---
title: "REST vs llama.cpp"
type: "comparison"
canonical_url: "https://www.graphcanon.com/compare/fasterdecoding-rest-vs-ggml-org-llama-cpp"
tools: ["fasterdecoding-rest", "ggml-org-llama-cpp"]
---

# REST vs llama.cpp

*GraphCanon updated Jul 12, 2026*

## Verdict

Pick REST if rEST is a retrieval-based speculative decoding tool implemented in C, designed for use cases that demand efficiency and fine-grained control over inference processes through its distinctive approach; pick llama.cpp if llama.cpp is a C++ framework for LLM inference, offering versatile installation options including package managers, Docker, and binary downloads.

[REST](https://github.com/FasterDecoding/REST) reports 220 GitHub stars, 17 forks, and 15 open issues, last pushed Mar 5, 2026. [llama.cpp](https://llama.app) has 120k stars, 20k forks, and 1.8k open issues, last pushed Jul 11, 2026. Figures are from public GitHub metadata via [REST's repository](https://github.com/FasterDecoding/REST) and [llama.cpp's repository](https://github.com/ggml-org/llama.cpp).

| | [REST](/tools/fasterdecoding-rest.md) | [llama.cpp](/tools/ggml-org-llama-cpp.md) |
| --- | --- | --- |
| Tagline | REST: Retrieval-Based Speculative Decoding | LLM inference in C/C++ |
| Stars | 220 | 120,002 |
| Forks | 17 | 20,446 |
| Open issues | 15 | 1,841 |
| Language | C | C++ |
| Adopt for | REST is a retrieval-based speculative decoding tool implemented in C, designed for use cases that demand efficiency and fine-grained control over inference processes through its distinctive approach. | llama.cpp is a C++ framework for LLM inference, offering versatile installation options including package managers, Docker, and binary downloads. |
| Persona | - | - |
| Runtime | - | - |
| License | Apache-2.0 | MIT licensed, allowing free use and modification under certain conditions. |
| Categories | Data & Retrieval, Inference & Serving | Inference & Serving |

## Trust and health

_Sourced signals - not a safety guarantee.
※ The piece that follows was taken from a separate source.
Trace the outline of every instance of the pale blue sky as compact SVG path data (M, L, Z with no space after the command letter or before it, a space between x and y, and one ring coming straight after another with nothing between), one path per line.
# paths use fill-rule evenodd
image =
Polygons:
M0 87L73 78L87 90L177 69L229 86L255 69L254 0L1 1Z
No winner column._

| | [REST](/tools/fasterdecoding-rest.md) | [llama.cpp](/tools/ggml-org-llama-cpp.md) |
| --- | --- | --- |
| Maintenance | Slowing (36%) | Very active (96%) |
| Days since push | 128d | 0d |
| Open issues (now) | 15 | 1.8k |
| Security scan | 2 low (2 low) | No criticals |
| Full report | [trust report](/tools/fasterdecoding-rest/trust.md) | [trust report](/tools/ggml-org-llama-cpp/trust.md) |

## Decision facts: REST

- **Adopt for:** REST is a retrieval-based speculative decoding tool implemented in C, designed for use cases that demand efficiency and fine-grained control over inference processes through its distinctive approach.

## Decision facts: llama.cpp

- **Hosting:** unknown - llama.cpp supports various installation methods including package managers (like brew), Docker containers for isolation, pre-built binaries for ease of deployment, and source builds for flexibility.
- **Requirements:** Installation can be done via multiple channels including package managers, Docker, and direct downloads.
- **Adopt for:** llama.cpp is a C++ framework for LLM inference, offering versatile installation options including package managers, Docker, and binary downloads.
- **License detail:** MIT licensed, allowing free use and modification under certain conditions.

## Choose when

### Choose REST if…

- REST is primarily C; llama.cpp is C++.
- License: REST is Apache-2.0, llama.cpp is MIT.
- Tags unique to REST: llm-inference, retrieval, speculative-decoding.
- Also covers Data & Retrieval.
- - When you need high performance and are willing to work with the C language for customization and optimization.

### Choose llama.cpp if…

- llama.cpp is primarily C++; REST is C.
- License: llama.cpp is MIT, REST is Apache-2.0.
- llama.cpp supports various installation methods including package managers (like brew), Docker containers for isolation, pre-built binaries for ease of deployment, and source builds for flexibility.
- Requirements: Installation can be done via multiple channels including package managers, Docker, and direct downloads..
- Tags unique to llama.cpp: c++, ggml.
- - You need high-performance inference capabilities in a lightweight environment where C++ performance benefits are critical.

## When NOT to use REST

- - Avoid if your team lacks proficiency in C programming as this may lead to an overhead in developing and maintaining the tool.
- - Not recommended for projects where flexibility with commonly used high-level languages like Python is essential, as REST primarily relies on lower-level language capabilities.

## When NOT to use llama.cpp

- - If you prefer a language other than C++, as this tool lacks support for Python or JavaScript bindings that provide higher-level abstractions.
- - When your project demands extensive runtime customization and flexibility that is more easily achieved in languages like Python with libraries such as PyTorch.

## Common questions

### What is the difference between REST and llama.cpp?

REST: REST: Retrieval-Based Speculative Decoding. llama.cpp: LLM inference in C/C++. See the comparison table for live GitHub stats and shared categories.

### When should I choose REST over llama.cpp?

Choose REST over llama.cpp when REST is primarily C; llama.cpp is C++; License: REST is Apache-2.0, llama.cpp is MIT; Tags unique to REST: llm-inference, retrieval, speculative-decoding; Also covers Data & Retrieval; - When you need high performance and are willing to work with the C language for customization and optimization.

### When should I choose llama.cpp over REST?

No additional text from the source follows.